Eu não podia sair dali, o medo de descobrirem que eu fumava. Uma
mosca entrou pela janela, deu duas voltas em torno da minha cabeça,
voou por baixo da porta. Daria minha alma para ser aquela mosquinha.
- Você pode tirar, se quiser. Tem uns minutos de intervalo ainda. Eu
tenho que pegar o material na sala dos professores, mas se eu fosse
você, deixava.
O claque claque dos saltos foi embora. Saí.
A Taturana estava tão absorta com a própria imagem que jamais teria
me notado. Era outra ali. A camisa do uniforme pra dentro da calça
de helanca, mostrando a cintura fina e os quadris em formação. O
cabelo, ondulado e brilhante, quase loiro mesmo, caindo sobre os
ombros. O coração na boca.

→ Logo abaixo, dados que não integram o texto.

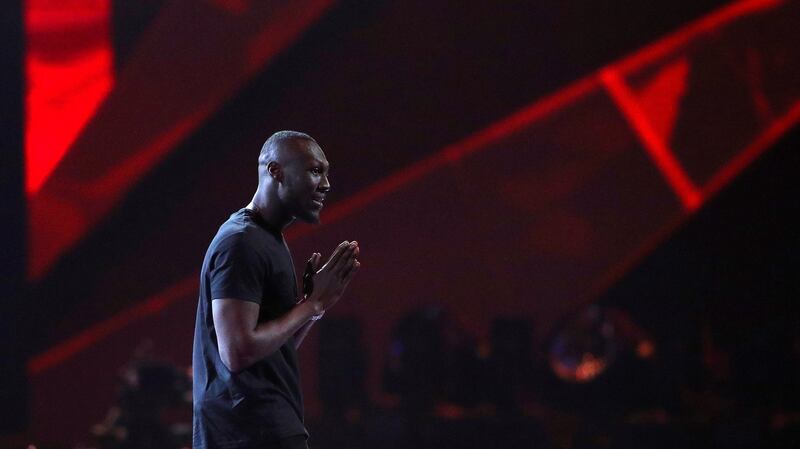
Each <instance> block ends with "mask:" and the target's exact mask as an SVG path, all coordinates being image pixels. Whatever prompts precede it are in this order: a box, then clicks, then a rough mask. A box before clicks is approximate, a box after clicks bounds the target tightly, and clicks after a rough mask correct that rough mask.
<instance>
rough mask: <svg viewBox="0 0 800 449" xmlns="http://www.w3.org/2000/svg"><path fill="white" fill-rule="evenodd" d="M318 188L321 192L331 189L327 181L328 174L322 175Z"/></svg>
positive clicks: (324, 191)
mask: <svg viewBox="0 0 800 449" xmlns="http://www.w3.org/2000/svg"><path fill="white" fill-rule="evenodd" d="M318 188H319V190H322V191H323V192H327V191H328V190H330V189H331V183H330V181H328V175H322V181H320V183H319V187H318Z"/></svg>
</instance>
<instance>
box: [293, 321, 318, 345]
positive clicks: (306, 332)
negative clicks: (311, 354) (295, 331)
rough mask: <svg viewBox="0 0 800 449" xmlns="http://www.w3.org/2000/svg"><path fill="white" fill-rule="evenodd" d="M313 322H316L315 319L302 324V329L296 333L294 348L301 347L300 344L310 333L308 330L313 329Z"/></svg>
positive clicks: (301, 326) (301, 342)
mask: <svg viewBox="0 0 800 449" xmlns="http://www.w3.org/2000/svg"><path fill="white" fill-rule="evenodd" d="M313 324H314V322H313V321H311V320H308V322H307V323H306V324H304V325H302V326H300V329H298V330H297V332H295V333H294V348H295V349H300V344H302V343H303V340H304V339H305V338H306V335H308V331H310V330H311V326H312V325H313Z"/></svg>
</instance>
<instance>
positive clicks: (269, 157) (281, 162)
mask: <svg viewBox="0 0 800 449" xmlns="http://www.w3.org/2000/svg"><path fill="white" fill-rule="evenodd" d="M309 142H312V143H313V144H314V145H316V146H319V145H318V144H317V141H316V140H314V138H313V137H311V136H309V135H308V134H306V133H301V132H299V131H278V132H276V133H275V134H273V135H271V136H270V137H269V139H267V141H266V142H264V145H263V146H262V147H261V153H260V154H259V155H258V165H262V166H266V165H267V164H269V163H270V162H272V161H275V162H278V163H280V164H284V163H286V161H287V158H290V157H291V156H293V155H295V154H296V153H297V152H298V151H299V150H302V149H304V148H306V144H308V143H309Z"/></svg>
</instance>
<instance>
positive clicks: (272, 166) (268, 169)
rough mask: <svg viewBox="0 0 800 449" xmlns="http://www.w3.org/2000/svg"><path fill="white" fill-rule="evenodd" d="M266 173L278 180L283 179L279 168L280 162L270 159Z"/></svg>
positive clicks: (273, 177) (272, 177)
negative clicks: (266, 171) (277, 161)
mask: <svg viewBox="0 0 800 449" xmlns="http://www.w3.org/2000/svg"><path fill="white" fill-rule="evenodd" d="M267 174H269V175H270V176H271V177H272V178H273V179H275V180H276V181H278V182H280V181H283V169H282V168H281V164H279V163H277V162H275V161H271V162H270V163H269V164H267Z"/></svg>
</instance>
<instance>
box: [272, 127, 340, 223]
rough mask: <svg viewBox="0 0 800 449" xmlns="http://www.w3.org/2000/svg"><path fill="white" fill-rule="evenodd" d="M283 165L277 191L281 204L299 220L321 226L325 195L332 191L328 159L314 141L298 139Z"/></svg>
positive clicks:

E a ponte entre uma sobrancelha e outra,
os três pelinhos no meio da testa, não estavam mais lá. Talvez
fosse impressão minha. Mas não vi. Na hora tive certeza.
Não disse nada, estava preocupada demais com o meu cheiro de cigarro
e com o sino que soaria a qualquer momento. Estava na sala, já
escondida no fundo, quando o sinal tocou. O claque claque dos saltos
e um sorriso branco emoldurado em vermelho entraram na sala. Era aula
de português.
Momentos depois, já no silêncio da sala em ordem, surgia na porta a
Taturana, irreal. A professora de costas, passando matéria na lousa,
alguns de nós copiando, concentrados. Foi o Batatinha, o alemãozinho
gordo que sentava na frente, quem deu o alarme:
- A lá, a Taturana passou batom!
Sessenta e quatro olhos se ergueram dos cadernos e se voltaram para a
porta. Encontraram a figura magra e meio curvada, peitinhos perdidos
na camiseta larga, cabelos fartos abaixo dos ombros, brilhantes e
quase louros, e um coração na boca. Mas foi por dois segundos.
(Por muito tempo não conseguimos chegar a um acordo quanto à
sobrancelha dela, se havia tirado. Eu e metade da sala
achávamos que sim, os outros tinham a certeza que não.)
Do que aconteceu depois, a gente não sabe muito bem. Sabemos que ela
correu para o banheiro e que a professora Soraya saiu correndo atrás,
o claque claque dos saltos ecoando pelo corredor. Não terminamos
aquela aula de português. Dizem que chamaram os pais da Taturana
para virem buscá-la no colégio, e por muitos dias disseram que ela
estava doente, de atestado, em casa. Por fim descobrimos que havia
mudado de escola, e sempre que tentávamos ligar pra ela, a empregada
dizia que estava no inglês, na natação, ou que simplesmente havia
saído.
Já achei ter visto o rosto dela, com e sem taturana, umas tantas
vezes nesses anos. A moça que tocava violão e cantava no
barzinho, com uma voz rouca que podia ser a de qualquer pessoa. A
recepcionista mal-educada no laboratório de análises clínicas. Uma
caixa de supermercado, cujo crachá não dizia Tatiana. Só fui
encontrá-la anos depois, visitando o velho bairro, no dia de natal.
Usava camisa fechada até o pescoço, sapatos baixos, e estranhei que
estivesse de saia. Os óculos eram para hipermetropia pesada, se
podia ver pelas lentes, e ela engordou um pouco. Os cabelos, cheios
de branco sem tingir, eram presos atrás com um coque, e a taturana
ainda estava lá. Se ela me reconheceu, fingiu não me perceber muito
bem.
Parece – me contaram – que ela virou pastora de uma igrejinha
pentecostal aqui da rua mesmo. Casou com um cara de um metro e meio e
metade do seu peso, crente também, mas que tomava umazinha
escondido. Moravam nos fundos da igreja, um salão alugado que já
foi uma padaria, e nunca tiveram filhos.